Texte intégral
REPUBLIQUE FRANCAISE
AU NOM DU PEUPLE FRANCAIS
COUR D'APPEL DE PARIS
Pôle 6 - Chambre 10
ARRET DU 12 SEPTEMBRE 2024
(n° , 1 pages)
Numéro d'inscription au répertoire général : N° RG 21/10069 - N° Portalis 35L7-V-B7F-CEZD2
Décision déférée à la Cour : Jugement du 28 Octobre 2021 -Conseil de Prud'hommes - Formation paritaire de CRETEIL - RG n° 19/00423
APPELANTE
E.P.I.C. INSTITUTION DE GESTION SOCIALE DES ARMEES (IGESA)
[Adresse 4]
[Localité 2]
Représentée par Me Santa lélia LUCCHINI, avocat au barreau de PARIS
INTIMEE
Madame [W] [V]-[P]
[Adresse 1]
[Localité 3]
Représentée par Me Cyril ZEKRI, avocat au barreau de PARIS, toque : C1998
COMPOSITION DE LA COUR :
En application des dispositions des articles 805 et 907 du code de procédure civile, l'affaire a été débattue le 24 Avril 2024, en audience publique, les avocats ne s'y étant pas opposés, devant Madame Véronique BOST, Conseillère de la chambre
Ce magistrat a rendu compte des plaidoiries dans le délibéré de la Cour, entendu en son rapport, composée de :
Madame Gwenaelle LEDOIGT, Présidente de la chambre
Madame Carine SONNOIS, Présidente de la chambre
Madame Véronique BOST, Conseillère de la chambre
Greffier : lors des débats : Mme Sonia BERKANE
ARRET :
- contradictoire
- mis à disposition de l'arrêt au greffe de la Cour, les parties en ayant été préalablement avisées dans les conditions prévues au deuxième alinéa de l'article 450 du code de procédure civile.
- signé par Madame Gwenaelle LEDOIGT, Présidente de la chambre, Président et par Sonia BERKANE,Greffière, à laquelle la minute de la décision a été remise par le magistrat signataire.
EXPOSE DU LITIGE
L'Institution de Gestion Sociale des Armées (IGESA) a embauché Mme [W] [P] en qualité de directrice adjointe du complexe Voltaire/Raspail/Diderot selon contrat à durée indéterminée du 8 juin 2012 à effet au 11 juin 2012.
A compter du 1er décembre 2013, elle a été nommée directrice du complexe.
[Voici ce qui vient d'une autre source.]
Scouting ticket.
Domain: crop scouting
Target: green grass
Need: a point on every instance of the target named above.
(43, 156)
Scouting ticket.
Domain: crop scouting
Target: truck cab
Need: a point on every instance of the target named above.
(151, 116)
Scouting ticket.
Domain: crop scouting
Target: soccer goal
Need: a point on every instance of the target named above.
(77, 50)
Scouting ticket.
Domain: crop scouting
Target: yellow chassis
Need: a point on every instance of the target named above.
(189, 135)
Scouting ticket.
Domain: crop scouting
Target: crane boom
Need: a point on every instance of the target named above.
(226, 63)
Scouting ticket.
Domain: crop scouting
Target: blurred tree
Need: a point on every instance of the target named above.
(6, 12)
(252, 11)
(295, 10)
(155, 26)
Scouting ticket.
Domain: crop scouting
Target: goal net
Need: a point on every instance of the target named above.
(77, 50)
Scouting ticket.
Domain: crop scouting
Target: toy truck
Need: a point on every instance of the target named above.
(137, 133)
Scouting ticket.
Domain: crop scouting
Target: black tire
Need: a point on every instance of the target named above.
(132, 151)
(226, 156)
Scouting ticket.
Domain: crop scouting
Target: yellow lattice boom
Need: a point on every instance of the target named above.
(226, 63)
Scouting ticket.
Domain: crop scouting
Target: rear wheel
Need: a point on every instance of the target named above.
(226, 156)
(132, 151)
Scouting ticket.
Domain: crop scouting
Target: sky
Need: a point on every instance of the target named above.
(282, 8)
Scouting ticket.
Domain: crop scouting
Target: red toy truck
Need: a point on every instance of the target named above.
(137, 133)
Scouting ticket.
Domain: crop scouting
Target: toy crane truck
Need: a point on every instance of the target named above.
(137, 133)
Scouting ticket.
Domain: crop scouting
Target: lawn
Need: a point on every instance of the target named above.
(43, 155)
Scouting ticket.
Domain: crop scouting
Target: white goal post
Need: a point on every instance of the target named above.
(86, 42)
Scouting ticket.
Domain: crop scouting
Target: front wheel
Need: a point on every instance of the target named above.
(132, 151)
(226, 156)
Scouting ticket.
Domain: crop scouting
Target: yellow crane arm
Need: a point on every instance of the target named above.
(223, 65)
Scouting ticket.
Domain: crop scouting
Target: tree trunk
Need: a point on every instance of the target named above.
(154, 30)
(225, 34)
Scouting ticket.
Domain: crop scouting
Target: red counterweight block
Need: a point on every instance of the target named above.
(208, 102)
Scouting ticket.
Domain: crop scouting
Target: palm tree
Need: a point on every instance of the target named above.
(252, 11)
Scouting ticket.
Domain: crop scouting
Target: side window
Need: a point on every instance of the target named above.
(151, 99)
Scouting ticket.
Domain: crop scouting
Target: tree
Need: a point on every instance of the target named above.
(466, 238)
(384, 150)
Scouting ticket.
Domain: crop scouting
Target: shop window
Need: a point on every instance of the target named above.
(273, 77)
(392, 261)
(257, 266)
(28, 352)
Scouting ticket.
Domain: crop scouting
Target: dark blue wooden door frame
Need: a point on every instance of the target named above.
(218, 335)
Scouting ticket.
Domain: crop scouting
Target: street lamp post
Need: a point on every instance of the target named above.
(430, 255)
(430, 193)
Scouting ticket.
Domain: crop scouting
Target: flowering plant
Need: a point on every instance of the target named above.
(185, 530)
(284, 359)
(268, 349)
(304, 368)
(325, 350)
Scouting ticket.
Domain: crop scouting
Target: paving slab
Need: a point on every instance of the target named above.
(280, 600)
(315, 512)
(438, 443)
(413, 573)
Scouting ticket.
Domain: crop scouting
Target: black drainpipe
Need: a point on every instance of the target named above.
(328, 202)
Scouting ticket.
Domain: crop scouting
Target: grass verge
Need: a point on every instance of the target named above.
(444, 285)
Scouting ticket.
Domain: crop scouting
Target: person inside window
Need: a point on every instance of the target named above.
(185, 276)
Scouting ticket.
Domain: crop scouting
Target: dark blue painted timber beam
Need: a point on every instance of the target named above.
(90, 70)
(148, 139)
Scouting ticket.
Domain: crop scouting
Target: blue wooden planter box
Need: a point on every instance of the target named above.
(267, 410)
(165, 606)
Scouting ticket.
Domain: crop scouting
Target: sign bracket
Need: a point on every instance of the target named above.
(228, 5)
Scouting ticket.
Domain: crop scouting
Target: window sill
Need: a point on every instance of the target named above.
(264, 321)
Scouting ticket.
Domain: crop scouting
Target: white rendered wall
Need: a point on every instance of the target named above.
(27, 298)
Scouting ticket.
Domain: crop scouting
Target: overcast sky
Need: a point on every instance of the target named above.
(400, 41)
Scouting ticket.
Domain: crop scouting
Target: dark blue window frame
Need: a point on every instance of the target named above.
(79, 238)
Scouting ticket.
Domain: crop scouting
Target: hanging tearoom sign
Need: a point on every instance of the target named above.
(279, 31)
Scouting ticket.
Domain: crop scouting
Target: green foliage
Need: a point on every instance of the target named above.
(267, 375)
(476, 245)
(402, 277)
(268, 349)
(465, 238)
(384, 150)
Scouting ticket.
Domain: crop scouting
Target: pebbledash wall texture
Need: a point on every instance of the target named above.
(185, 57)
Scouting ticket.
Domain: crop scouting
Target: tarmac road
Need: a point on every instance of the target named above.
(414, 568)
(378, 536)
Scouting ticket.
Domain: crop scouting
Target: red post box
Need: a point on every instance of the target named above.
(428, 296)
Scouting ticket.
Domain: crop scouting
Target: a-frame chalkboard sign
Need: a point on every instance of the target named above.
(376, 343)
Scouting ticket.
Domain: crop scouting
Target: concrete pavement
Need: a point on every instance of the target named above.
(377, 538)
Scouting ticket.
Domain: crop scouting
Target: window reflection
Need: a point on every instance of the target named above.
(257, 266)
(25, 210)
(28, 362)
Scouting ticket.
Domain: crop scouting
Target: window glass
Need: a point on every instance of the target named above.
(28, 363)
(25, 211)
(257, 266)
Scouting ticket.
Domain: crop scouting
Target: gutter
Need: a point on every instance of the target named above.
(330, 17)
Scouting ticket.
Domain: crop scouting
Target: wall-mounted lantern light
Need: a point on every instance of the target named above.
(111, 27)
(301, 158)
Le 25 juillet 2016, Mme [P] a été victime d'un AVC sur son lieu de travail, reconnu comme accident du travail le 23 août 2016.
Le 7 février 2018, Mme [P] s'est portée candidate à la désignation d'un membre cadre au CHSCT.
Elle a été désignée le 16 mars 2018.
Par jugement du 28 mai 2018, le tribunal d'instance de Villejuif a notamment annulé la désignation de Mme [W] [P] née [V] en qualité de membre de la délégation du personnel au comité d'hygiène, de sécurité et des conditions de travail, intervenue le 16 mars 2018, au sein de la direction régionale Ile de France Nord Est de l'Institution de Gestion Sociale des Armées.
Par courrier remis en mains propres le 4 juin 2018, l'IGESA a convoqué Mme [P] à un entretien préalable à un éventuel licenciement qui s'est tenu le 12 juin 2018.
L'IGESA a notifié à Mme [P] son licenciement pour faute grave par lettre recommandée du 15 juin 2018.
Contestant son licenciement, Mme [P] a saisi le conseil de prud'hommes de Créteil par requête du 25 mars 2019.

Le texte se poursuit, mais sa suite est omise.